Coached by Portuguese Helio Sousa, Bahrain edged past fancied and three-time champions Saudi Arabia 1-0 in the summit clash that reflected the Red Brigade’s determination and desire to lift the Gulf Cup more than any other side. Following the conclusion of the 24th edition of the region’s biggest football tournament on Sunday, Kuwait leads the honours’ list with ten titles, the last of which came in 2010 while Saudi Arabia, Iraq and Qatar have three titles each. Oman and UAE have two crowns each.
After it hosted the inaugural edition and where it ended runner-up, Bahrain was denied the trophy three more times. It lost to Kuwait in 1982, and then came second to Qatar in 1992. It gained a bit of revenge on Sunday against the Saudis as it had denied Bahrain the title during the 16th edition in 2003-04 before finally laying hands on the glittering trophy.

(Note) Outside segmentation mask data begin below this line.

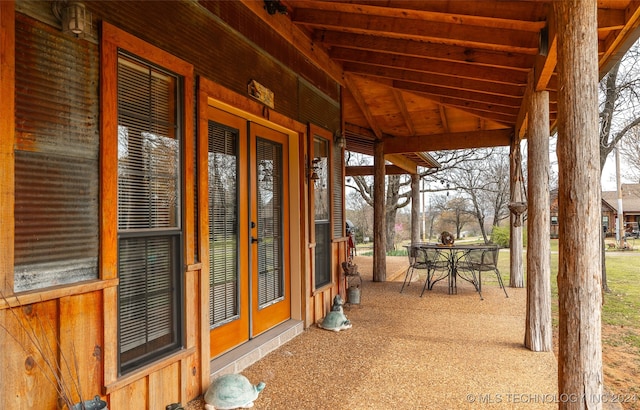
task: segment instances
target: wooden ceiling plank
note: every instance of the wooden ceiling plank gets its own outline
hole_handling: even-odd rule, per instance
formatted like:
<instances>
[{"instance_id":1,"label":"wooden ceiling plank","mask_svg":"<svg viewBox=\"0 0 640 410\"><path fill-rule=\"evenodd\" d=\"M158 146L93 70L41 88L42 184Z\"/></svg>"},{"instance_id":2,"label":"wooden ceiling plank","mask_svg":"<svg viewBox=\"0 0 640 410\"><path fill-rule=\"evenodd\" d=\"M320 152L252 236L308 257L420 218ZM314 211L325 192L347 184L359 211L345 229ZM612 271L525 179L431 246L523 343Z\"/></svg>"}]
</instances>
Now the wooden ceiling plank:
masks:
<instances>
[{"instance_id":1,"label":"wooden ceiling plank","mask_svg":"<svg viewBox=\"0 0 640 410\"><path fill-rule=\"evenodd\" d=\"M415 135L413 137L387 137L384 140L386 154L441 151L481 147L508 146L511 142L511 128L457 132L439 135Z\"/></svg>"},{"instance_id":2,"label":"wooden ceiling plank","mask_svg":"<svg viewBox=\"0 0 640 410\"><path fill-rule=\"evenodd\" d=\"M405 70L424 73L436 73L462 78L481 77L486 81L504 84L525 85L527 72L506 68L482 67L473 64L451 61L432 60L398 56L388 53L368 52L361 50L336 48L330 51L331 58L343 62L371 64L389 68L403 68Z\"/></svg>"},{"instance_id":3,"label":"wooden ceiling plank","mask_svg":"<svg viewBox=\"0 0 640 410\"><path fill-rule=\"evenodd\" d=\"M318 31L314 33L313 39L327 47L381 51L413 57L428 57L436 60L460 61L490 67L527 69L530 68L534 62L534 56L529 54L488 51L471 47L373 35L340 33L337 31Z\"/></svg>"},{"instance_id":4,"label":"wooden ceiling plank","mask_svg":"<svg viewBox=\"0 0 640 410\"><path fill-rule=\"evenodd\" d=\"M371 33L386 37L432 39L448 44L469 44L489 50L518 50L535 53L537 33L511 29L494 29L469 25L425 22L407 18L366 16L324 10L296 9L294 24L316 29L334 29L351 33ZM443 34L446 36L443 37Z\"/></svg>"},{"instance_id":5,"label":"wooden ceiling plank","mask_svg":"<svg viewBox=\"0 0 640 410\"><path fill-rule=\"evenodd\" d=\"M344 85L342 67L331 60L324 50L316 47L307 33L293 25L291 20L282 15L269 15L264 9L264 3L262 1L239 1L307 57L310 62L325 71L334 81Z\"/></svg>"}]
</instances>

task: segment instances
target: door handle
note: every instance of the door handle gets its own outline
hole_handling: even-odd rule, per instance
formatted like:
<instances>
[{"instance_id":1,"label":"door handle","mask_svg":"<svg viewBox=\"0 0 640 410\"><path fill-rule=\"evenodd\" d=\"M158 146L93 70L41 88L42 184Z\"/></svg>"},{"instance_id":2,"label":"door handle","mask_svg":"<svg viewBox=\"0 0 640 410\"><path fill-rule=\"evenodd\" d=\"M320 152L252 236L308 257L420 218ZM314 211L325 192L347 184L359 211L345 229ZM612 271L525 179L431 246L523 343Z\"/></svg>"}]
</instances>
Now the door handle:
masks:
<instances>
[{"instance_id":1,"label":"door handle","mask_svg":"<svg viewBox=\"0 0 640 410\"><path fill-rule=\"evenodd\" d=\"M258 243L260 242L259 238L254 238L253 236L251 237L251 243Z\"/></svg>"}]
</instances>

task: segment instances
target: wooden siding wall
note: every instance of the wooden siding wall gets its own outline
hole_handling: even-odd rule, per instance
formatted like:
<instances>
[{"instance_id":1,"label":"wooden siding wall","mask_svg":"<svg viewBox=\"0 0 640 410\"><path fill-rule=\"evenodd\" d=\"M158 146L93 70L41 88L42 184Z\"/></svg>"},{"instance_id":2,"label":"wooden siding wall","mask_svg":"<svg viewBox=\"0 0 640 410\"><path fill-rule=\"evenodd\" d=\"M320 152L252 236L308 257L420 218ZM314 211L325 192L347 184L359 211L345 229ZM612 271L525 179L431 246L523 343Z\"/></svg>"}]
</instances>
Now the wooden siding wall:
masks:
<instances>
[{"instance_id":1,"label":"wooden siding wall","mask_svg":"<svg viewBox=\"0 0 640 410\"><path fill-rule=\"evenodd\" d=\"M257 80L274 91L275 111L279 114L297 121L317 121L319 125L332 130L339 129L340 108L336 102L339 101L338 84L311 65L303 56L294 52L286 42L277 38L259 20L244 10L239 2L216 1L201 4L207 9L197 2L190 1L88 2L87 8L94 17L94 38L87 40L62 34L59 31L59 23L51 17L51 3L48 1L20 1L17 6L16 20L24 26L24 29L31 30L36 35L37 32L48 33L47 35L58 38L61 43L86 49L86 59L79 62L77 67L66 71L68 76L73 76L76 70L83 70L92 77L98 75L100 64L96 55L100 40L95 34L99 31L97 30L99 23L106 21L192 63L196 75L207 77L241 96L246 95L247 82L250 79ZM7 9L9 8L3 6L2 13ZM13 14L13 8L10 12ZM4 16L6 17L6 14ZM221 23L220 17L229 19L232 28L245 30L243 35L246 38ZM254 48L250 42L246 41L247 38L253 44L263 47L263 50ZM54 44L50 45L52 49L55 49L57 42L58 40L55 40ZM30 46L30 44L20 45L21 48ZM271 58L265 50L275 54L280 62ZM2 62L4 64L5 60L3 59ZM51 70L67 70L50 61L39 61L38 64L50 66ZM312 86L303 84L296 73L305 76ZM5 77L3 81L7 78L11 77ZM64 86L64 83L62 85ZM92 110L97 109L98 88L99 84L91 81L88 87L89 94L82 95L82 98L86 99L84 104L90 106ZM24 104L28 99L28 92L16 96L20 104ZM47 104L53 105L47 106ZM59 110L53 98L43 102L42 105L43 110L58 114ZM37 109L35 106L30 108ZM263 114L269 115L268 112ZM88 116L90 118L85 123L88 129L83 134L87 138L97 140L100 136L95 116L92 114ZM30 117L30 114L27 117ZM33 130L33 132L40 131ZM60 130L54 129L53 139L62 138L63 135L60 133ZM2 153L5 155L4 151ZM12 152L7 155L12 155ZM301 171L300 175L306 179L304 172ZM8 181L8 178L3 177L2 180ZM96 180L95 183L98 185L99 181ZM307 215L304 212L301 214ZM3 215L5 215L3 218L7 217L7 214ZM187 215L187 217L192 221L198 220L197 215ZM305 224L308 224L308 221ZM303 231L307 230L308 227ZM12 231L9 232L10 235L13 234ZM194 238L188 240L191 241L192 247L198 246ZM7 243L10 242L7 241ZM316 295L305 292L307 326L326 314L330 309L333 296L342 290L339 287L341 272L339 264L344 260L345 245L345 241L337 240L332 247L334 284ZM301 248L304 248L304 245L301 245ZM191 252L194 251L191 249ZM13 258L5 258L1 261L3 269L6 268L4 264L7 261L13 263ZM305 261L303 266L308 268L310 264ZM7 272L9 273L5 274L6 276L10 275L11 270ZM104 272L102 274L104 275ZM10 290L12 280L5 275L0 279L5 283L3 288ZM304 275L308 278L309 272L305 272ZM200 283L200 276L199 264L195 261L194 265L187 267L185 273L186 294L201 294L202 286L206 285ZM9 286L6 286L7 283ZM302 280L302 283L304 287L307 279ZM0 371L3 375L12 375L5 378L0 387L0 407L28 409L60 408L61 406L56 402L57 395L54 387L43 377L40 370L44 363L37 357L33 343L28 340L24 329L15 320L14 314L17 318L23 318L23 323L44 323L41 328L42 338L53 347L55 352L52 355L55 360L63 362L66 358L74 362L71 364L74 368L77 360L80 369L78 379L85 398L94 394L103 394L103 397L109 401L111 410L164 408L173 402L184 404L202 392L206 387L209 368L208 358L200 355L199 340L202 329L198 327L199 324L198 326L189 325L185 329L187 350L178 359L170 363L152 365L136 377L113 382L113 375L105 370L105 332L113 334L115 329L112 329L111 319L109 322L105 320L106 312L103 311L103 306L104 300L113 298L115 285L117 285L117 279L104 280L103 276L103 280L94 282L27 292L19 298L10 297L9 303L0 301L0 325L16 337L14 340L6 332L0 332L2 346ZM206 303L207 300L201 300L199 297L186 298L185 316L200 317L201 308ZM9 304L13 308L8 309ZM310 311L313 314L309 315ZM109 313L106 317L111 315ZM114 346L108 347L107 350L110 351L116 349ZM107 373L109 381L105 380ZM72 370L72 374L75 375L75 370ZM105 384L108 385L105 386Z\"/></svg>"}]
</instances>

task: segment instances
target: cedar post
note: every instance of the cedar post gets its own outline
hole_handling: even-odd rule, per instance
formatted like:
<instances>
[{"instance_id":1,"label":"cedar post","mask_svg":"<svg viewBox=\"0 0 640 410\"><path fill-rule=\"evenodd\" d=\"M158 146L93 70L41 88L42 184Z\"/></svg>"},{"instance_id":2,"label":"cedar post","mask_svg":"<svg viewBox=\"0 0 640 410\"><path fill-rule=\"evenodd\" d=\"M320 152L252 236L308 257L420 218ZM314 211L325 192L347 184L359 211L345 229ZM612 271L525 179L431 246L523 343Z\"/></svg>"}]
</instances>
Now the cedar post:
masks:
<instances>
[{"instance_id":1,"label":"cedar post","mask_svg":"<svg viewBox=\"0 0 640 410\"><path fill-rule=\"evenodd\" d=\"M373 281L387 280L387 232L385 223L384 142L373 144Z\"/></svg>"},{"instance_id":2,"label":"cedar post","mask_svg":"<svg viewBox=\"0 0 640 410\"><path fill-rule=\"evenodd\" d=\"M420 175L411 174L411 242L420 242Z\"/></svg>"},{"instance_id":3,"label":"cedar post","mask_svg":"<svg viewBox=\"0 0 640 410\"><path fill-rule=\"evenodd\" d=\"M602 408L602 267L595 1L553 2L558 22L558 393Z\"/></svg>"},{"instance_id":4,"label":"cedar post","mask_svg":"<svg viewBox=\"0 0 640 410\"><path fill-rule=\"evenodd\" d=\"M524 345L553 348L549 264L549 93L531 93L528 121L527 314Z\"/></svg>"},{"instance_id":5,"label":"cedar post","mask_svg":"<svg viewBox=\"0 0 640 410\"><path fill-rule=\"evenodd\" d=\"M511 138L511 148L509 152L509 173L511 175L511 200L514 202L524 201L522 195L522 172L521 169L522 155L520 154L520 138L518 135L514 135ZM509 246L511 248L509 264L509 286L513 288L524 287L524 268L522 266L522 225L516 226L515 221L517 218L523 218L523 215L516 216L510 214L509 221L511 223L511 229L509 230Z\"/></svg>"}]
</instances>

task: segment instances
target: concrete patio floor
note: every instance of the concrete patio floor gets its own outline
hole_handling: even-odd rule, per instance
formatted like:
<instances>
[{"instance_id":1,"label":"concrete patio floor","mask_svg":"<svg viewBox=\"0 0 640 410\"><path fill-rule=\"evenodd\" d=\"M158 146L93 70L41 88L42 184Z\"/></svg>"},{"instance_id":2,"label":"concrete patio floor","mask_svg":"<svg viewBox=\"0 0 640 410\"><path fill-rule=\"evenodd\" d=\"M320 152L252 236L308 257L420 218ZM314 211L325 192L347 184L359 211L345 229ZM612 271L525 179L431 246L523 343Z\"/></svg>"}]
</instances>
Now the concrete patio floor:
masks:
<instances>
[{"instance_id":1,"label":"concrete patio floor","mask_svg":"<svg viewBox=\"0 0 640 410\"><path fill-rule=\"evenodd\" d=\"M371 257L356 257L361 305L351 329L315 325L242 374L264 381L257 409L557 408L552 352L524 348L525 289L483 277L484 300L460 281L420 297L423 277L399 293L406 257L387 258L385 283L371 281Z\"/></svg>"}]
</instances>

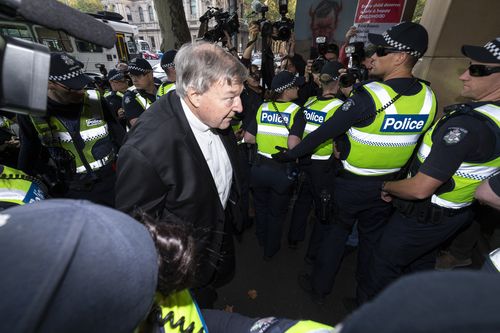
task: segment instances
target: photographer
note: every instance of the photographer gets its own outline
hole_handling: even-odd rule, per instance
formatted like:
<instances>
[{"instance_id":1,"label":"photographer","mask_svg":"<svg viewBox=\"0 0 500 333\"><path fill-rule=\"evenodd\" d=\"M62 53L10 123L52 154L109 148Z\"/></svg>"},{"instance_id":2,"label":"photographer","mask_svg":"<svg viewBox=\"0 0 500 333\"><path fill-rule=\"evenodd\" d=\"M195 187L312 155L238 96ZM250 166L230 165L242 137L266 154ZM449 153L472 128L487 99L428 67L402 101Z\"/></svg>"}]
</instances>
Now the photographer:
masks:
<instances>
[{"instance_id":1,"label":"photographer","mask_svg":"<svg viewBox=\"0 0 500 333\"><path fill-rule=\"evenodd\" d=\"M427 50L425 28L403 22L368 38L377 45L371 57L372 73L383 82L360 85L340 111L314 133L294 149L273 155L278 161L294 161L326 140L347 134L337 146L344 168L335 179L335 224L325 235L309 281L309 290L317 298L331 291L356 220L360 234L358 291L366 283L369 257L392 212L391 205L380 198L380 187L383 181L398 177L436 114L434 93L411 74Z\"/></svg>"}]
</instances>

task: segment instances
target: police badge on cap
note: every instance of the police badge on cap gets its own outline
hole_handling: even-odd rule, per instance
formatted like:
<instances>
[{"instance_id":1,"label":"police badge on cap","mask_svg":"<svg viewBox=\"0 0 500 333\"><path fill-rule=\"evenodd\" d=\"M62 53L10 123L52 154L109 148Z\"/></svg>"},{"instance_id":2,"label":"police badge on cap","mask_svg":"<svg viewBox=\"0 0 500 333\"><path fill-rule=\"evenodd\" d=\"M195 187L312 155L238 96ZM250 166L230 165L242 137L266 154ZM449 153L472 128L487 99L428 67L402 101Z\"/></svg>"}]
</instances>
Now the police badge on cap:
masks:
<instances>
[{"instance_id":1,"label":"police badge on cap","mask_svg":"<svg viewBox=\"0 0 500 333\"><path fill-rule=\"evenodd\" d=\"M427 51L429 37L427 30L420 24L401 22L382 35L369 33L368 40L373 45L391 47L420 58Z\"/></svg>"},{"instance_id":2,"label":"police badge on cap","mask_svg":"<svg viewBox=\"0 0 500 333\"><path fill-rule=\"evenodd\" d=\"M83 73L83 63L61 52L50 54L49 81L58 82L70 89L81 90L92 79Z\"/></svg>"}]
</instances>

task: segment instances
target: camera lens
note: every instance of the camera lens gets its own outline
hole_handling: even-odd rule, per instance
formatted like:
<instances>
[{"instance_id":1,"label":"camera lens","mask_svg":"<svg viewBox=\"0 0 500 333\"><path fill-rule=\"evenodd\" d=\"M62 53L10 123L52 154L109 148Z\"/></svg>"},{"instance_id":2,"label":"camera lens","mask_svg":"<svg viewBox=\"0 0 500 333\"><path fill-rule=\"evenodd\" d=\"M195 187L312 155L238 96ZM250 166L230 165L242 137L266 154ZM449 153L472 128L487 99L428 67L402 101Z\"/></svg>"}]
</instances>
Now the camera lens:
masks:
<instances>
[{"instance_id":1,"label":"camera lens","mask_svg":"<svg viewBox=\"0 0 500 333\"><path fill-rule=\"evenodd\" d=\"M356 76L353 73L347 73L339 78L339 85L342 88L352 86L356 82Z\"/></svg>"}]
</instances>

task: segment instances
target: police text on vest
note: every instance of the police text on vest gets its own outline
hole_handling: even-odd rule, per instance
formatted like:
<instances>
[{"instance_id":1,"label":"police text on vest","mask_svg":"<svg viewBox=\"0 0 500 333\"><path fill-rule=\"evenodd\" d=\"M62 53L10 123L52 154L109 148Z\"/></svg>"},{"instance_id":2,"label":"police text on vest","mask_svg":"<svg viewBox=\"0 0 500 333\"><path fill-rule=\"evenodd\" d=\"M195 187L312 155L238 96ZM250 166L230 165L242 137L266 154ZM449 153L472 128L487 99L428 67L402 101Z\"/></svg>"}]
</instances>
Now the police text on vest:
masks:
<instances>
[{"instance_id":1,"label":"police text on vest","mask_svg":"<svg viewBox=\"0 0 500 333\"><path fill-rule=\"evenodd\" d=\"M421 132L428 115L386 115L380 132Z\"/></svg>"}]
</instances>

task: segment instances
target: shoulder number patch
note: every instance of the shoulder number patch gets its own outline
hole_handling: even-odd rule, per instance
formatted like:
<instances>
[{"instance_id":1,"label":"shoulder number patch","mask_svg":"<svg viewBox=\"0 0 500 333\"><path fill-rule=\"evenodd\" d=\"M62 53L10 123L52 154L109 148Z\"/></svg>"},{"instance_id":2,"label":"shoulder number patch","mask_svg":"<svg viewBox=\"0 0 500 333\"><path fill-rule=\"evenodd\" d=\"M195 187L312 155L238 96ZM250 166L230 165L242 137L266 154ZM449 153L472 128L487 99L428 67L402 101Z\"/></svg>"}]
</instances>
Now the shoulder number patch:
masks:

At the Khalifa International Stadium, where plane loads of Bahraini fans were flown in to watch the final, it was a quick counter in the second half that got the all-important goal as Mohamed al Romaihi scored in the 69th minute for Bahrain’s first-ever Gulf Cup glory. Saudi Arabia started strongly with Salem al Dawsari hitting the woodwork with the game just three minutes old. A curling strike had Bahrain goalkeeper Sayed Mohammed Jaffer beaten, but the post denied the Al Hilal star. Dawsari then handed the Green Falcons a golden chance to take the lead.
A surging run into the box was halted by Bahrain midfielder Mahdi al Humaidan, leaving the referee little choice to point to the spot. Salman al Faraj stepped up and missed the penalty, slotting the shot wide. Bahrain gradually imposed itself and Humaidan had couple of opportunities. First, his shot was gathered by Saudi keeper Fawaz al Qarni and then a header at the near post from him was tipped over the bar. Saudi had a second penalty appeal turned down when Abdullah al Hamdan was pulled down in the penalty box.
After a VAR review, the spot-kick was ruled out as the first half ended in a goalless stalemate. Sousa introduced Brazilianborn striker Thiago Augusto in the second half and the move worked as his presence upfront brought in more organised attacking play. After a period of playing smart football, Bahrain’s efforts paid dividends.
The decisive goal came when Humaidan sent in a neat ball from the right flank towards the goal and Romaihi got ahead of his marker to guide in the cross and hand his side a vital lead, which the Bahrainis held on spiritedly for a deserving victory for the remaining half hour and nearly eight minutes of injurytime.
With Bahrain claiming its maiden title, Yemen is the only team among the eight participating nations that has not won the title.